A aliança Luso-americana

Será uma observação óbvia, mas convém fazê-la com a mesma veemência com que João Botelho assinala o facto no genérico de "A Mulher Que Acreditava ser Presidente dos Estados Unidos da América", onde se pode ler, em vez do tradicional "um filme de", "uma comédia de João Botelho".

Talvez valha a pena insistir um bocadinho por este lado, pela questão do género e especificamente da comédia. Conhece-se a atracção do realizador, afirmada mais do que uma vez, pela ideia do "filme de género", no fundo uma das maiores heranças deixadas pela Hollywood clássica - e ainda há pouco tempo, numa entrevista televisiva, Botelho falou do seu sonho de realizar um musical (a talhe de foice, um sonho que talvez se tenha começado a cumprir em "A Mulher...", espécie de musical sem música).

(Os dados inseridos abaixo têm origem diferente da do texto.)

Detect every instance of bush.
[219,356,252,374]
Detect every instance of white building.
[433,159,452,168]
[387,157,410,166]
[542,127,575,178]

De algum modo, a aposta no género (e em particular na comédia, género eminentemente popular) parece configurar, no filme, um desejo de reencontro com uma tradição, ou de conciliação entre tradições. Uma tradição que é, podemos chamar-lhe assim, "cinéfila" (aquele plano em que só se vêem os pés das várias personagens soa a homenagem "wilder-hitchcocko-lubitschiana" ou combinação parecida), e outra, bastante enraizada na cultura portuguesa, que vai, por hipótese, das farsas de Gil Vicente à (agora que se fala tanto da sua revitalização) chamada revista à portuguesa. Em tom de farsa elegante, de revista sofisticada, "A Mulher..." pode ser visto como uma elaboração sobre fórmulas profundamente imbrincadas na tradição humorística portuguesa - assim como se procurasse um salto em frente, uma proposta renovada de cinema popular, nascida da conjugação de modelos e espíritos tradicionais com a mais refinada comédia popular hollywoodiana.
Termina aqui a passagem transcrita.